Через два часа в Москву ушла радиограмма: "Продление дрейфа еще на год одобрено коллективом станции. Продолжение дрейфа дали согласие: Волович, Дмитриев, Гудкович, начальник СП-2 Сомов. Наши координаты на 9 декабря: 80 градусов 30 минут северной широты и 196 градусов 54 минуты восточной долготы".

Сбросив с плеч тяжкий груз сомнений, мы разбрелись по рабочим местам. Гудкович направился на метеоплощадку, благо подошел очередной "срок". Дмитриев, вооружившись пешней, исчез в рабочей палатке гидрологов, где его с нетерпением ждал Макар Никитин. А я, следуя давно намеченному плану, готовлюсь заняться наукой. Сегодня это исследование температурного режима в палатках, как неутепленных, так и утепленных. Погода в самый раз: мороз сорок пять градусов, с ветерком, от которого продирает аж до самых костей.

Первой у меня на очереди комаровская палатка - мастерская. Она единственная в лагере не имеет снежной обкладки. Температура в ней минус тридцать два. Следующий объект - палатка ледоисследователей. Они, горемыки, несмотря на мороз, с утра торчат на своей дальней площадке, и газ в их жилище не горит уже часа два. Палатка у них тщательно обложена толстыми, сантиметров в сорок, кирпичами, вырезанными из плотного снега. Благодаря этому в ней значительно теплее - всего минус двадцать. Но зато стоит зажечь горелки, как через десяток минут в ней станет действительно тепло и уютно.

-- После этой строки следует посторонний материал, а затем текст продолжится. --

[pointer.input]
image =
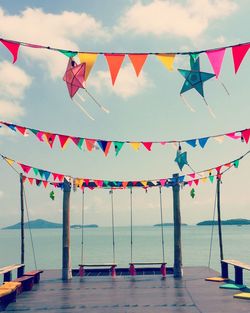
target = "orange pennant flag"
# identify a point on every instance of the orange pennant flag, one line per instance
(114, 62)
(138, 61)
(135, 145)
(167, 59)
(89, 59)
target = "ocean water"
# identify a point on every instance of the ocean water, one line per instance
(147, 246)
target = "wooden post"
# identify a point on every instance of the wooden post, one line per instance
(66, 261)
(177, 228)
(219, 218)
(22, 218)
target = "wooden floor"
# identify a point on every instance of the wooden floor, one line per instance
(126, 295)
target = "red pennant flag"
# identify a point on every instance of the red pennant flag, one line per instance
(21, 129)
(239, 53)
(147, 145)
(90, 143)
(12, 47)
(138, 61)
(50, 138)
(114, 62)
(246, 135)
(63, 140)
(25, 168)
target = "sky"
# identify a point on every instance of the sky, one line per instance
(144, 108)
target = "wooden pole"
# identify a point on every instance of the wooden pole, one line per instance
(66, 261)
(219, 218)
(177, 228)
(22, 218)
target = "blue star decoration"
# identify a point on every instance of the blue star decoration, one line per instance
(181, 159)
(194, 78)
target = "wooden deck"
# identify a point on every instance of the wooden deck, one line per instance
(142, 294)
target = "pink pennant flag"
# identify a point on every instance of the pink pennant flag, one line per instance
(12, 47)
(147, 145)
(114, 62)
(138, 61)
(216, 57)
(239, 53)
(63, 140)
(25, 168)
(246, 135)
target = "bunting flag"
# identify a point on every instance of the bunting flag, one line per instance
(49, 138)
(114, 62)
(81, 183)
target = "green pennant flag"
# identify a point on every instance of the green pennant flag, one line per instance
(211, 178)
(236, 163)
(69, 54)
(118, 145)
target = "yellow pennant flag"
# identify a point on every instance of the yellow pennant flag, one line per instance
(89, 59)
(135, 145)
(167, 59)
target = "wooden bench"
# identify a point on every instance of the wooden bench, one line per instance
(7, 271)
(112, 267)
(132, 269)
(238, 270)
(27, 282)
(35, 274)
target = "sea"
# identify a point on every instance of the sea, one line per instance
(200, 247)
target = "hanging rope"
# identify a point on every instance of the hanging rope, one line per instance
(131, 225)
(28, 219)
(212, 231)
(83, 223)
(162, 232)
(113, 224)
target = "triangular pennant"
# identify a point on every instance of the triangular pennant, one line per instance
(50, 138)
(114, 62)
(69, 54)
(216, 58)
(246, 134)
(239, 53)
(12, 47)
(138, 61)
(135, 145)
(89, 59)
(203, 141)
(167, 60)
(118, 145)
(63, 140)
(25, 168)
(191, 142)
(147, 145)
(90, 143)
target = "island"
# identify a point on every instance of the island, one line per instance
(236, 221)
(43, 224)
(168, 224)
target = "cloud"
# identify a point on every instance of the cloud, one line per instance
(171, 18)
(13, 84)
(56, 30)
(127, 83)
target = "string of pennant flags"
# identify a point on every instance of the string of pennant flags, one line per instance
(189, 179)
(104, 145)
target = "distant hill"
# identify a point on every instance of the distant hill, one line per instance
(236, 221)
(168, 224)
(43, 224)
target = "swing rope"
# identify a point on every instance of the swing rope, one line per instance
(113, 222)
(162, 232)
(83, 223)
(131, 225)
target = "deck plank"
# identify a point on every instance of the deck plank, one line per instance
(132, 295)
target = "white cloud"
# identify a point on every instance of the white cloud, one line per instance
(127, 83)
(169, 17)
(55, 30)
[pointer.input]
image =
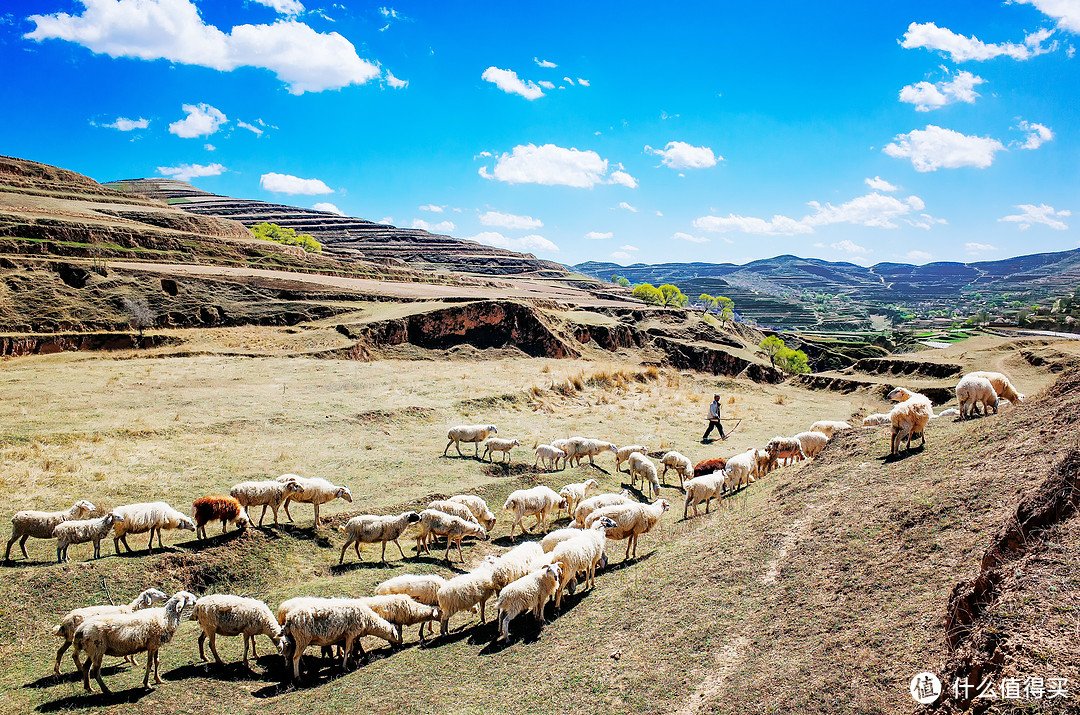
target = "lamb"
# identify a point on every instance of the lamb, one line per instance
(269, 493)
(148, 516)
(828, 427)
(454, 528)
(549, 454)
(680, 463)
(40, 525)
(314, 490)
(475, 433)
(640, 466)
(496, 444)
(216, 508)
(908, 418)
(126, 634)
(591, 504)
(75, 618)
(624, 453)
(631, 521)
(93, 529)
(368, 528)
(972, 390)
(477, 507)
(326, 621)
(232, 616)
(702, 488)
(576, 493)
(539, 501)
(812, 443)
(528, 593)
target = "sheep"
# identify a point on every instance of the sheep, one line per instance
(528, 593)
(326, 621)
(576, 493)
(812, 443)
(40, 525)
(592, 503)
(702, 488)
(228, 510)
(475, 433)
(680, 463)
(640, 466)
(126, 634)
(539, 501)
(313, 490)
(148, 516)
(972, 390)
(631, 521)
(232, 616)
(908, 418)
(496, 444)
(368, 528)
(549, 454)
(462, 593)
(828, 427)
(93, 529)
(71, 621)
(454, 528)
(477, 507)
(624, 453)
(783, 448)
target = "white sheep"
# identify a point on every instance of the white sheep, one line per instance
(153, 516)
(71, 621)
(368, 528)
(539, 501)
(812, 443)
(680, 463)
(92, 529)
(497, 444)
(474, 433)
(477, 507)
(313, 490)
(631, 521)
(624, 453)
(231, 616)
(528, 593)
(126, 634)
(550, 455)
(40, 525)
(972, 390)
(268, 493)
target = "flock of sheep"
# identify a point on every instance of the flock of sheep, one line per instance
(523, 579)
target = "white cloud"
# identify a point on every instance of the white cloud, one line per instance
(441, 227)
(328, 207)
(304, 59)
(553, 165)
(1041, 214)
(680, 154)
(508, 81)
(1037, 135)
(188, 172)
(293, 185)
(962, 49)
(510, 220)
(527, 243)
(202, 120)
(935, 148)
(927, 96)
(879, 184)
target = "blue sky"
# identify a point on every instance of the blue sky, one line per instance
(621, 131)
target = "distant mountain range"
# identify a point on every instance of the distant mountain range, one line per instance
(793, 292)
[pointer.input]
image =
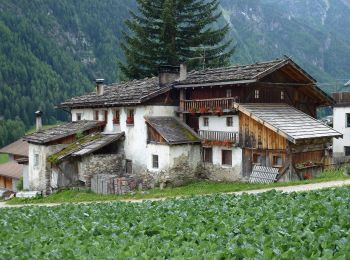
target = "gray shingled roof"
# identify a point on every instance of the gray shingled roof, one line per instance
(86, 145)
(240, 73)
(173, 130)
(287, 121)
(127, 93)
(61, 131)
(20, 147)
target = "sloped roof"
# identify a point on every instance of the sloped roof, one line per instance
(230, 75)
(127, 93)
(61, 131)
(86, 145)
(11, 169)
(20, 148)
(287, 121)
(173, 130)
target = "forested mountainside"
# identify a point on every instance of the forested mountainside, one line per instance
(51, 50)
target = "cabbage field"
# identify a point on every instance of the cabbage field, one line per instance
(269, 225)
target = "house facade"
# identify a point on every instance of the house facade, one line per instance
(182, 126)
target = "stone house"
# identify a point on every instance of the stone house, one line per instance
(182, 126)
(16, 167)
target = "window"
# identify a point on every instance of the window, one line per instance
(155, 161)
(208, 155)
(277, 161)
(128, 166)
(96, 115)
(227, 157)
(130, 117)
(347, 120)
(257, 159)
(116, 119)
(229, 121)
(78, 116)
(36, 160)
(257, 94)
(347, 150)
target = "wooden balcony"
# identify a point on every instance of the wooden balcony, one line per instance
(207, 105)
(219, 136)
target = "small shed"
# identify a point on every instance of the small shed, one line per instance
(283, 137)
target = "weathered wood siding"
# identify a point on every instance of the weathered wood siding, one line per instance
(256, 136)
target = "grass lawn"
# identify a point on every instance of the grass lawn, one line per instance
(197, 188)
(4, 158)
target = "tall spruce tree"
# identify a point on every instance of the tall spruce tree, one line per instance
(168, 32)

Навестив по дороге радистов, нет ли новостей, и заглянув на камбуз, я завернул за стеллаж с оленьими тушами. Здесь по секрету от всех, выкраивая время между обедами и ужинами, я построил эскимосскую снежную хижину. Возможно, коренной житель Гренландии и не признал бы в этом сооружении знаменитую иглу, хотя создавалась она в строгом соответствии с рекомендациями Амундсена и Стефансона. Я выбрал высокий ровный сугроб, очертил на нем с помощью колышков круг диаметром 2,5 метра, потом нарезал пилой-ножовкой из сугроба два десятка снежных кирпичей размером 45х60х10 сантиметров, уложил по кругу первый ряд и, примерившись несколько раз, аккуратно срезал снег по диагонали от верхней кромки первого блока до нижней кромки глыбы, уложенной рядом. В эту выемку я втиснул второй блок, а затем, прижимая друг к другу, стал выкладывать по спирали все остальные. Сначала никак не удавалось заставить блоки держаться с наклоном внутрь. Но постепенно я освоил эту технику, и после пятой попытки у меня получилась хижина с более или менее правильным куполом. Затем я прорыл снизу туннель и изготовил большой ровный кирпич "для входной двери". По рассказам Амундсена, Расмуссена, Пири и других полярных корифеев, в такой хижине можно было создать настоящий южный "рай" с помощью небольшой плошки с жиром. Я попытался было воспользоваться такой жировой лампой, заменив, правда, тюлений жир керосином, но вскоре выскочил из хижины, чихая и кашляя. Видно, и на это требовался специальный навык. Однако, задумав возвести хижину, я не собирался туда перебираться жить, меня устраивала и наша "аэрологическая" палатка. Я жаждал подтверждения прочитанному о теплозащитных свойствах снега, которые придают ему пузырьки воздуха, разместившиеся между ледяными кристалликами. А их ни мало ни много девяносто шесть процентов. Я извлек из-за пазухи спиртовой термометр и вскоре с удовлетворением убедился, что "корифеи" не лгут. Термометр показывал минус двадцать.

12 декабря

Никитин пришел на ужин мрачнее тучи.

– Вот беда-то, доктор, - сказал он, глубоко затянувшись папиросой.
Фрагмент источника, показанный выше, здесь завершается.